Hapus ‘Orde Lama’, PDIP: Serahkan ke Ahli Sejarah!

Admin

09/06/2025

2
Min Read

On This Post

Liputanku, Jakarta – Djarot Saiful Hidayat, selaku Ketua DPP PDI Perjuangan (PDIP), memilih untuk tidak memberikan tanggapan terkait wacana pemerintah, melalui Kementerian Kebudayaan (Kemenbud), untuk menghilangkan penyebutan orde lama dalam revisi penulisan sejarah Indonesia.

Liputanku, Jakarta – Djarot Saiful Hidayat, Ketua DPP PDI Perjuangan (PDIP), enggan berkomentar mengenai rencana pemerintah, melalui Kementerian Kebudayaan (Kemenbud), yang akan menghapus istilah orde lama dalam penulisan ulang sejarah Indonesia.

Meskipun demikian, ia menekankan pentingnya pemerintah menyerahkan sepenuhnya persoalan ini kepada para ahli sejarah. Menurutnya, orde lama, orde baru, hingga reformasi yang muncul pasca krisis moneter 1998, semuanya adalah bagian integral dari catatan sejarah perjalanan Negara Republik Indonesia.

“Jika mengenai orde lama, orde baru, sebaiknya kita serahkan kepada para ahli sejarah. Era pemerintahan Bung Karno disebut orde lama, kemudian orde baru, dan sekarang reformasi. Selanjutnya orde apa lagi? Semuanya merupakan bagian dari sejarah, bukan?” ujar Djarot saat dijumpai di Sekolah Partai PDIP, Jakarta Selatan, pada hari Minggu (1/6/2025).

Seperti yang diketahui, pemerintah melalui Kementerian Kebudayaan sedang menyusun kembali sejarah Indonesia. Rencananya, penulisan ulang sejarah ini akan diluncurkan bertepatan dengan HUT ke-80 RI sebagai hadiah kemerdekaan.

Menteri Kebudayaan Fadli Zon menegaskan bahwa penulisan ulang sejarah Republik Indonesia akan menghilangkan istilah Orde Lama. Fadli menjelaskan bahwa pemerintahan Presiden Sukarno tidak pernah menggunakan sebutan Orde Lama untuk dirinya sendiri.

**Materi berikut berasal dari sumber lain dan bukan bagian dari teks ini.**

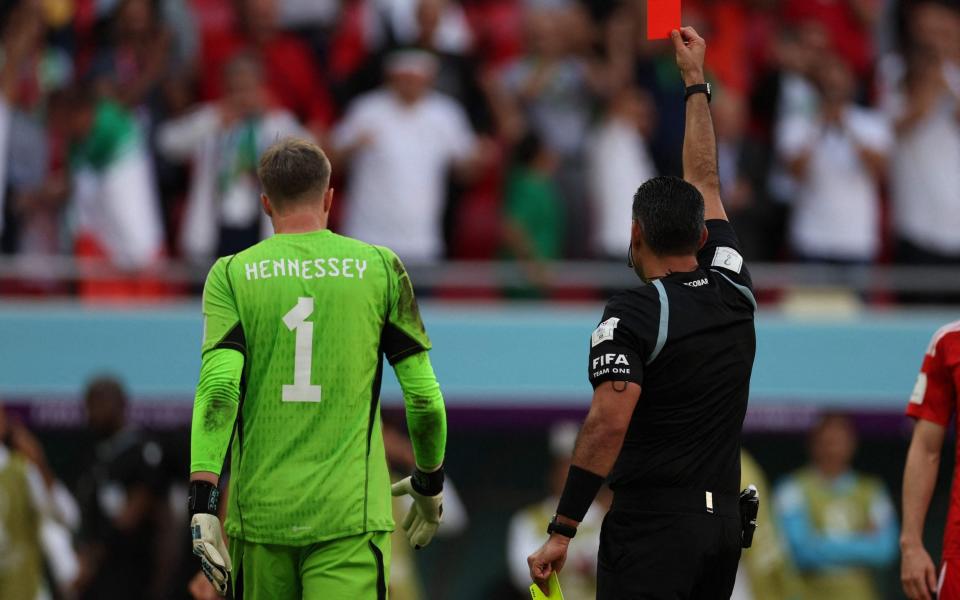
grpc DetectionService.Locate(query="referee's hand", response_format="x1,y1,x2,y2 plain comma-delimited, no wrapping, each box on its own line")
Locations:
670,27,707,85
527,534,570,596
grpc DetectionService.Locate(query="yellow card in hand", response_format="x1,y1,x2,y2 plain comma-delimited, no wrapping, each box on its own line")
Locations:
530,571,563,600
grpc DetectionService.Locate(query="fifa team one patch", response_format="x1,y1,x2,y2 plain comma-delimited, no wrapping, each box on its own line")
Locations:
710,246,743,273
590,317,620,348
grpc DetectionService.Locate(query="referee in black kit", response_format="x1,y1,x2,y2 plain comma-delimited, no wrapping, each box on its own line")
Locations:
527,27,756,600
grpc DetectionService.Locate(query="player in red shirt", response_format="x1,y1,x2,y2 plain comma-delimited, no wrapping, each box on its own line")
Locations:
900,321,960,600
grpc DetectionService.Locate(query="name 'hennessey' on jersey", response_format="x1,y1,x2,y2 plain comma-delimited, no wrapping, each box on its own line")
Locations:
191,230,428,545
243,256,367,281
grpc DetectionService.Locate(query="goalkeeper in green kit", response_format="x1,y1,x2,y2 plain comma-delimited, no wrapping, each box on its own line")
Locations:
189,139,447,600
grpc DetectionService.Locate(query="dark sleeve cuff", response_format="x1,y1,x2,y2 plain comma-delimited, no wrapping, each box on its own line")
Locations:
557,465,604,523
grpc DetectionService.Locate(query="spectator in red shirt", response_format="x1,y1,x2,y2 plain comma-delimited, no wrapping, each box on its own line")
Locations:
200,0,334,133
783,0,880,77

Djarot juga menyoroti polemik yang muncul terkait penulisan ulang sejarah tersebut. Ia meminta agar penulisan dilakukan dengan benar-benar berdasarkan fakta yang ada.

“Penulisan sejarah itu hendaknya benar-benar sesuai dengan fakta sejarah. Bukan ‘history’ yang ditulis oleh pihak yang menang, melainkan ‘story’ yang menceritakan perjuangan bangsa kita,” tegasnya.

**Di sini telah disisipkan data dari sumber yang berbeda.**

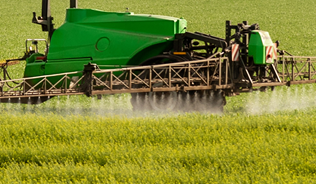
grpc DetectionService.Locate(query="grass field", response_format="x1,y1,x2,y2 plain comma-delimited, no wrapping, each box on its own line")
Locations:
0,0,316,183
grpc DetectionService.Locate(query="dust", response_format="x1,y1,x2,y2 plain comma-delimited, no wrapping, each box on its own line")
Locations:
245,84,316,114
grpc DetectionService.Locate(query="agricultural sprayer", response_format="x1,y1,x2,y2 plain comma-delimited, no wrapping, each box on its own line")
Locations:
0,0,316,111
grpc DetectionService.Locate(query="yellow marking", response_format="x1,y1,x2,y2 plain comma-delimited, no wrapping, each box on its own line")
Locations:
173,52,187,55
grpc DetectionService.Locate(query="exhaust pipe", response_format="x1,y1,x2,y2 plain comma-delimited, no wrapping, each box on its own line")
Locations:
70,0,78,8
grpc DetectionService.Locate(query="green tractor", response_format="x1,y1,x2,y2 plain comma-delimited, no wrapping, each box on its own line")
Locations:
5,0,276,111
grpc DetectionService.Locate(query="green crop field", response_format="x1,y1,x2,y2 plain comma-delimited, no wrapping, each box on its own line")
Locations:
0,0,316,183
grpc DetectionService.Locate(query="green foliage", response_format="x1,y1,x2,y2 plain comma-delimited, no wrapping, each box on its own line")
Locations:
0,0,316,183
0,109,316,183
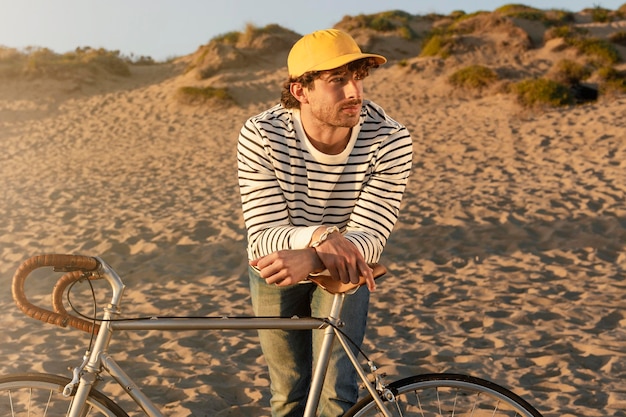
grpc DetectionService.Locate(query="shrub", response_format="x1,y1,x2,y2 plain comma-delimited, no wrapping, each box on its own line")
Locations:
420,34,455,58
543,25,589,42
591,6,611,23
597,67,626,94
448,65,498,89
176,86,235,106
609,30,626,46
550,59,591,85
512,78,574,108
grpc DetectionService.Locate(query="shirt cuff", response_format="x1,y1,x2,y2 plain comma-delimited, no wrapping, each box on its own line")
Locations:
292,226,319,249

Djarot mengingatkan agar tidak ada bagian sejarah yang ditutup-tutupi. Ia berpendapat bahwa penulisan sejarah harus dilakukan secara transparan.

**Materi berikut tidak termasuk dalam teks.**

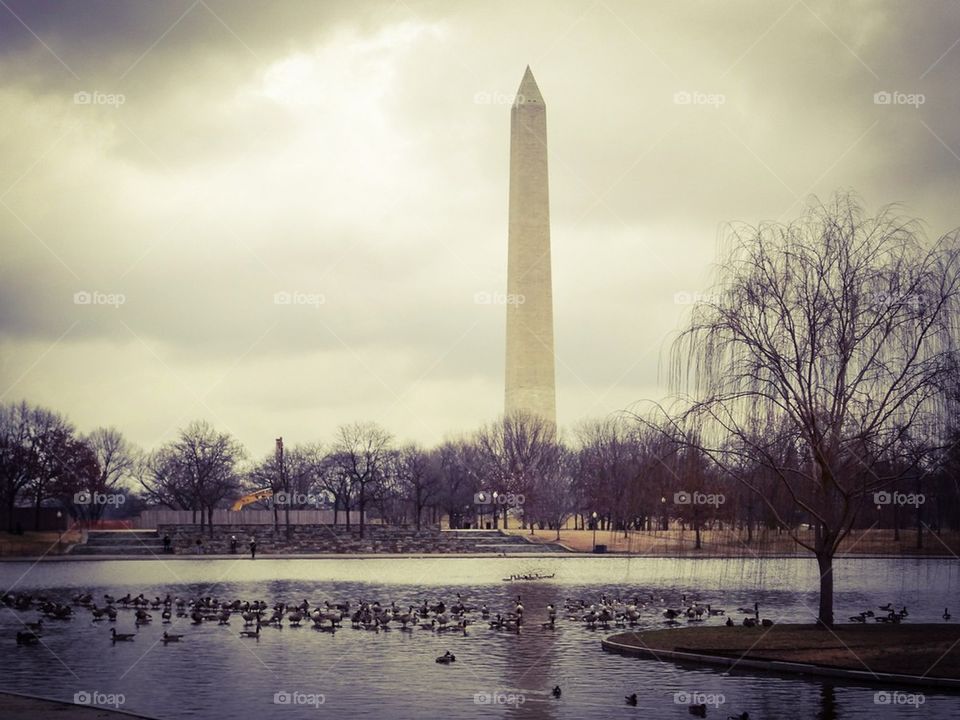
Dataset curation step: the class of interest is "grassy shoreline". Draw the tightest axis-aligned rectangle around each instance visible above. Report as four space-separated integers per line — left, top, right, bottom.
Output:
603 623 960 685
507 528 960 557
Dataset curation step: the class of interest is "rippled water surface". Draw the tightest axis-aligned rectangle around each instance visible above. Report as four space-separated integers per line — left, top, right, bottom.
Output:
0 557 960 720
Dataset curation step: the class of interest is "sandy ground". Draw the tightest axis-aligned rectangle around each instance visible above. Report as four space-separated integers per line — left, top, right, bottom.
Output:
0 530 81 557
610 624 960 679
0 693 152 720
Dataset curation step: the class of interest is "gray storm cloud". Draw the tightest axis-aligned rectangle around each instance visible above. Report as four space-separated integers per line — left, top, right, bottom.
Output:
0 0 960 449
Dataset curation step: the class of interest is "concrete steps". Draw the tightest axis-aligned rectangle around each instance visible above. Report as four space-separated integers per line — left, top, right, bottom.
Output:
443 530 567 554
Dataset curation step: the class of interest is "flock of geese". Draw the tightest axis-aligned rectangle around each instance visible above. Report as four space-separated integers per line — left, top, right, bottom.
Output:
0 593 928 720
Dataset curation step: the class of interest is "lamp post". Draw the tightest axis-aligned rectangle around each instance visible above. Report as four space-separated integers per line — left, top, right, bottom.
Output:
475 492 487 530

“Jangan sampai sejarah itu disembunyikan atau diputarbalikkan. Kita harus memastikan bahwa penulisan sejarah dilakukan secara terbuka dan transparan,” tandasnya.

Sebelumnya, Menteri Kebudayaan Fadli Zon menyampaikan bahwa proyek penulisan ulang sejarah ini ditargetkan rampung untuk memperingati Hari Ulang Tahun (HUT) Kemerdekaan Republik Indonesia yang ke-80 pada tanggal 17 Agustus 2025.

Proyek ini juga telah dianggarkan dengan total biaya sebesar Rp9 miliar dan telah disetujui dalam Rapat Kerja Kementerian Kebudayaan dengan Komisi X DPR RI.

Fadli Zon sendiri menyatakan bahwa urgensi dari proyek ini adalah untuk menghilangkan bias kolonial.

“Penulisan ulang sejarah bukan lagi sekadar opsi, melainkan suatu keharusan,” pungkas Fadli Zon.